Un Nuovo Acquedotto per Burcei: Un Intervento Strategico per la Resilienza IdricaUn investimento di tre milioni di euro segna una svolta significativa per la comunità di Burcei, con la realizzazione di una nuova condotta di by-pass destinata a sostituire un’infrastruttura idrica ormai allo stremo delle sue capacità.
L’intervento, presentato congiuntamente dal presidente del Consiglio d’Amministrazione di Abbanoa, Giuseppe Sardu, e dal sindaco Simone Monni, rappresenta una risposta concreta a una problematica che ha pesato sulla qualità della vita degli abitanti per diversi mesi, con frequenti interruzioni del servizio idrico.
Il progetto, che interessa i primi tre chilometri di condotta che partono dal potabilizzatore di Corongiu (in territorio di Sinnai) fino a raggiungere il serbatoio comunale di Burcei, non si limita a una mera riparazione.
Si configura come un intervento di risanamento radicale, volto a garantire la continuità e l’affidabilità del servizio idrico, elementi imprescindibili per lo sviluppo sostenibile del territorio.
Abbanana, nella sua gestione di Burcei, ha prioritariamente attivato un piano straordinario, riconoscendo l’urgenza della situazione.
Il presidente Sardu sottolinea come l’azienda abbia agito tempestivamente, implementando soluzioni d’emergenza in attesa di un intervento strutturale e duraturo.
Questo approccio testimonia una sensibilità verso le esigenze della comunità e un impegno concreto a risolvere le criticità infrastrutturali.
La complessità dell’opera è accentuata dalla conformazione del territorio.
I tecnici del settore Distribuzione di Abbanoa hanno dovuto affrontare una doppia sfida: l’imperativo di celerità e le difficoltà imposte da un paesaggio aspro e montuoso.

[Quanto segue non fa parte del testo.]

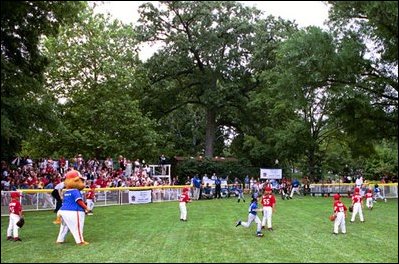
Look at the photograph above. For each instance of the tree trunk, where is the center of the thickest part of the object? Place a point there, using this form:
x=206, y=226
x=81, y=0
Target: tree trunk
x=210, y=131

La condotta, estesa per oltre nove chilometri, include due impianti di sollevamento cruciali per superare un dislivello di quasi 400 metri, rendendo l’opera particolarmente impegnativa dal punto di vista tecnico.
L’ingegneria impiantistica ha dovuto trovare soluzioni innovative per garantire la stabilità e l’efficienza della nuova infrastruttura, tenendo conto delle peculiarità ambientali del luogo.
Il cronoprogramma previsto, di 90 giorni dalla consegna dei lavori, mira a completare il risanamento della condotta entro l’inizio di marzo.
Questo lasso di tempo, seppur ambizioso, riflette la determinazione dell’azienda a risolvere il problema nel più breve tempo possibile.
La trasparenza nei confronti della comunità è stata garantita attraverso un processo partecipativo, che ha visto assemblee pubbliche e incontri in Prefettura, elementi che hanno contribuito a costruire un rapporto di fiducia e collaborazione.
L’intervento si inserisce in una visione più ampia di gestione strategica delle risorse idriche, che pone l’attenzione non solo alla riparazione delle infrastrutture esistenti, ma anche alla loro modernizzazione e all’adattamento ai cambiamenti climatici e alle crescenti esigenze della popolazione.
La resilienza idrica, ovvero la capacità di un sistema di resistere e riprendersi da eventi avversi, diventa quindi un obiettivo primario, essenziale per garantire la sostenibilità a lungo termine del territorio.